3. After careful consideration of the contents of the letter dated 28 October 1992 and the further arguments of the Appellant (see point V of the Summary of Facts of Submissions) the Board has come to the conclusion that this letter does not contain any arguments why the decision under appeal should be set aside. In what way and to what extent the submissions would be relevant vis-à-vis the grounds given for the contested decision, is not mentioned.
This letter does therefore not meet the minimum contents required of grounds for appeal.
4. The Appellant has argued that by reading the letter of 28. October 1992 in combination with the decision under appeal and the declarations filed with said letter, it would be immediately apparent that the decision of the Opposition Division has to be set aside, since the opinion of the Opposition Division with respect to the prior use V3 would be incorrect.
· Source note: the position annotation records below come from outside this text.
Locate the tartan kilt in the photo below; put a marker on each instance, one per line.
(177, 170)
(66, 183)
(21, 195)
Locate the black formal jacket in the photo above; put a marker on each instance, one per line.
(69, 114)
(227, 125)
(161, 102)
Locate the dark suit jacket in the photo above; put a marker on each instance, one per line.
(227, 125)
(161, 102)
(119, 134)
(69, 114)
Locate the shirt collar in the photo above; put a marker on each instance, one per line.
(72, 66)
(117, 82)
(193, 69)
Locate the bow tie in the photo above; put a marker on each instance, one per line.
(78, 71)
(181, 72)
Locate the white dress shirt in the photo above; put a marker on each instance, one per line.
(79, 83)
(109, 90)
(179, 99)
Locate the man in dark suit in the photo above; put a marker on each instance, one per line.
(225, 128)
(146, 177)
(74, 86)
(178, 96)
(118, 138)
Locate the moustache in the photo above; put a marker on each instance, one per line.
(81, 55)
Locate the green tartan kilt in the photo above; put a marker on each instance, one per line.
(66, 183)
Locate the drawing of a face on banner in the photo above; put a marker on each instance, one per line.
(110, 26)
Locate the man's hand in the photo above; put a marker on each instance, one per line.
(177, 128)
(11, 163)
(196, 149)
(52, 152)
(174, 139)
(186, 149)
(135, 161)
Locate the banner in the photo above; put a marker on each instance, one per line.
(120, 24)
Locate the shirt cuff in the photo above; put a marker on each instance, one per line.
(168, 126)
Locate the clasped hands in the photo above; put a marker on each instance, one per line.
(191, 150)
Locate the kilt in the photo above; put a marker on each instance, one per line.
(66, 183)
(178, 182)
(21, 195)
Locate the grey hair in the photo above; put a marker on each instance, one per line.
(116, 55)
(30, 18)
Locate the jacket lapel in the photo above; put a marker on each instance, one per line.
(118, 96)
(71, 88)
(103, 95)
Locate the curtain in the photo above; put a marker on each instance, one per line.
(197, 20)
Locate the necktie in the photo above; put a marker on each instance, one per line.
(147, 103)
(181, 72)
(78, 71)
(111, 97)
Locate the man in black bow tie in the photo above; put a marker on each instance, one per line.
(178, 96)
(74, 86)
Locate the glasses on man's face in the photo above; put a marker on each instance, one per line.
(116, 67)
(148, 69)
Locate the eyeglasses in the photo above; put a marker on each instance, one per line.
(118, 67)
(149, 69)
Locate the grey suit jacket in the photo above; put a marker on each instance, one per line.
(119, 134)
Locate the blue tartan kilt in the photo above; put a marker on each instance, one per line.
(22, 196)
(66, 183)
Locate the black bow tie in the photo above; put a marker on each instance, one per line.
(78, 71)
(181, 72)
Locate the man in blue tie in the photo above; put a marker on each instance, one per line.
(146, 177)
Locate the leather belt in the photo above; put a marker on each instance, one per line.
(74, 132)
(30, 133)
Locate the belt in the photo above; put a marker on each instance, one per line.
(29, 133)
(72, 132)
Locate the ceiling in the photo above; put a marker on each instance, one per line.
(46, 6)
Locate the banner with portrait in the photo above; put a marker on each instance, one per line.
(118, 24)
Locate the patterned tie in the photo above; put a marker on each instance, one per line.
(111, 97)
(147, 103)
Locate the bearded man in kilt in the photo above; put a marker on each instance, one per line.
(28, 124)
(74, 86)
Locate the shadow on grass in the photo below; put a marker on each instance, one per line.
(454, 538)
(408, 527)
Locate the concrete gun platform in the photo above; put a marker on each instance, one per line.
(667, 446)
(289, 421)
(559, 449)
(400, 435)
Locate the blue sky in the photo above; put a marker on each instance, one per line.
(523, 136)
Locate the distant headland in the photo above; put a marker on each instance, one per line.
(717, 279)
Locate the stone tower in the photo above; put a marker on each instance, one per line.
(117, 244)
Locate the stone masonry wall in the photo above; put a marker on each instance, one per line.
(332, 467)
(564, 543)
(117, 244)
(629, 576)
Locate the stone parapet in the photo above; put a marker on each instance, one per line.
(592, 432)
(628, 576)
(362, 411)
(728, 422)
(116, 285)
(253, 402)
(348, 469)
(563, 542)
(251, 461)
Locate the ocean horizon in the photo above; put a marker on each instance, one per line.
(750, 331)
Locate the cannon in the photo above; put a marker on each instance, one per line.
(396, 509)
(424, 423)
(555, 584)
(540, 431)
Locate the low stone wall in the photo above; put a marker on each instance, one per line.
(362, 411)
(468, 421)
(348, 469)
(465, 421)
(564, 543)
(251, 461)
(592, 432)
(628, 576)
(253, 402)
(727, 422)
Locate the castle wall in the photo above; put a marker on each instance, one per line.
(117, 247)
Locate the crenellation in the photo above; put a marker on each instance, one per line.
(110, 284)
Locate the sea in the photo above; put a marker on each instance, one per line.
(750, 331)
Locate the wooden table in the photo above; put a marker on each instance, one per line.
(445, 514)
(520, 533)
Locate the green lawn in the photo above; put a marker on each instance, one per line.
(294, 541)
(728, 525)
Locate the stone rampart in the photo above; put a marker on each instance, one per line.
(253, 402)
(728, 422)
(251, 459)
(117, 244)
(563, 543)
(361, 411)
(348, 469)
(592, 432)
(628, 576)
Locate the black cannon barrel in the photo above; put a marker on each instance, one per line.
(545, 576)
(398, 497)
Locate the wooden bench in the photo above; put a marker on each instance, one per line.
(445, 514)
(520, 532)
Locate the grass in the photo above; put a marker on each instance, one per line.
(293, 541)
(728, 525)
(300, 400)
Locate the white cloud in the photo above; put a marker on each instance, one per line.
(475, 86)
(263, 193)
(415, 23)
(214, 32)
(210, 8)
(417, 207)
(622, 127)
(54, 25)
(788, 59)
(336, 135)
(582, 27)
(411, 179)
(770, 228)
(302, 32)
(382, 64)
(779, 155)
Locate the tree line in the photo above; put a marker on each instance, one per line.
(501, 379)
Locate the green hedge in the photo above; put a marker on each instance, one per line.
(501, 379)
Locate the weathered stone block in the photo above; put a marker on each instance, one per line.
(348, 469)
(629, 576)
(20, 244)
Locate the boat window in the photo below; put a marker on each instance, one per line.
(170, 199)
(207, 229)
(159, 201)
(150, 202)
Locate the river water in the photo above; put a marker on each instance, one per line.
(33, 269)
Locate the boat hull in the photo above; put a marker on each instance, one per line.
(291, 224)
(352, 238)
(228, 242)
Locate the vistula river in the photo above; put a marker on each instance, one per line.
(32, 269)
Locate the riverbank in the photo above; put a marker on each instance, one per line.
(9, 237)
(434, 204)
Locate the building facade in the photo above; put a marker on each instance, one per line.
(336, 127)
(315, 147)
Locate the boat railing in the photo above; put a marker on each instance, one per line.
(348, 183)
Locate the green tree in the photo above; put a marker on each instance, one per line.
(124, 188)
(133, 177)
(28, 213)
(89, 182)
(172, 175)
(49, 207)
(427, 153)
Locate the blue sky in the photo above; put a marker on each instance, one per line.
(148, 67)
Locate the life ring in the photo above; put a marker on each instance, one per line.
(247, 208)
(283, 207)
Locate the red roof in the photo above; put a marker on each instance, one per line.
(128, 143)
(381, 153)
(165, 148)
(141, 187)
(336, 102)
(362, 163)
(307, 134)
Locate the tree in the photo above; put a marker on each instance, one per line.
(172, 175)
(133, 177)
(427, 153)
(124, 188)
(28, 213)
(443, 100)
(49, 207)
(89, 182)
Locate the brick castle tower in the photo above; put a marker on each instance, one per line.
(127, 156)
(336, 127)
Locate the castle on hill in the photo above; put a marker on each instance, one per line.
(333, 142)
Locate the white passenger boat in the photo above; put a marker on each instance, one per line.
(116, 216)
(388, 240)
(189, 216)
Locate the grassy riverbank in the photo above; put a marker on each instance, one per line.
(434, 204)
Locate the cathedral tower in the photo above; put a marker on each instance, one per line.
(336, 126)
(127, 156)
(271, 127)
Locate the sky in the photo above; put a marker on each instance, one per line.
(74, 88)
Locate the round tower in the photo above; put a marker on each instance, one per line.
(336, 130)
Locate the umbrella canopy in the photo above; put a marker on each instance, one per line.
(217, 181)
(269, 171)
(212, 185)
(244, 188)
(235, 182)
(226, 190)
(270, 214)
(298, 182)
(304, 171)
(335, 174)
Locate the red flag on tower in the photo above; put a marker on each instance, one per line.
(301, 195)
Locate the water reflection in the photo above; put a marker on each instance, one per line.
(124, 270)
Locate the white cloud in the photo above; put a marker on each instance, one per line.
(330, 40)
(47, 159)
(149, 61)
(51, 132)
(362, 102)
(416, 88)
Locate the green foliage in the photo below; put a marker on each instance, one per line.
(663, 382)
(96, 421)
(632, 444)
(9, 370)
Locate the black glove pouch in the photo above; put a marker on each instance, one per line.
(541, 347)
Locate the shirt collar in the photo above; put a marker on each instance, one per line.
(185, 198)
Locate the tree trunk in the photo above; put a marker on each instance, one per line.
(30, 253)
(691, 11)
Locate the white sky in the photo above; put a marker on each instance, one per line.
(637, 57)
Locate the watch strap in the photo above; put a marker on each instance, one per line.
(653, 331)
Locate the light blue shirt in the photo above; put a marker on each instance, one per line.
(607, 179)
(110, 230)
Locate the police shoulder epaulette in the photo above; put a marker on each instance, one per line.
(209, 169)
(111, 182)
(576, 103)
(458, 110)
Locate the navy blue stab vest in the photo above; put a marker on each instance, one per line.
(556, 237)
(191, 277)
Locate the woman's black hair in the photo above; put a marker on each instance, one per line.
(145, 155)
The Board cannot accept these arguments for the following reasons. A reference to the decision under appeal was made for the first time in the letter of 8. February 1995. In the referenced point 17.1 of the decision under appeal the Opposition Division stated that the feature of Claim 1, that "the stamp is capable of ... flattened deformation over substantially the same area for pick-up of the design, and characterized by means through which the fluid leaves the body during deformation and returns automatically when deformation ceases to assist the resilient deformation and recovery of the stamp", is not disclosed by the prior use V3.
In the declarations it was stated that the stamps according to prior use V3 were provided with ventilation holes. The impugned decision is however silent about ventilation holes. So even if the impugned decision and the letter of 28 October 1992 are read in conjunction, it would remain unclear why the decision under appeal should be set aside. All the more because in the opinion of the Board the mere presence of ventilation holes would not anticipate the feature "means through which the fluid leaves the body during deformation and returns automatically ...", since the air escaping from a hollow pad with ventilation holes cannot be equated with "the fluid leaves ... and returns", as the use of the definite article in "the fluid" makes clear.
The arguments of substantial law submitted with the letter of 8 February 1995 were filed outside the time limit prescribed in Article 108 EPC and cannot qualify as a valid Statement of Ground, the question whether the arguments are convincing or not being irrelevant.
5. As the "Statement of Grounds" filed with letter of 28. October 1992 does not comply with the requirements of Article 108, third sentence, the appeal must be rejected as inadmissible.
For these reasons it is decided that:
The appeal is rejected as inadmissible.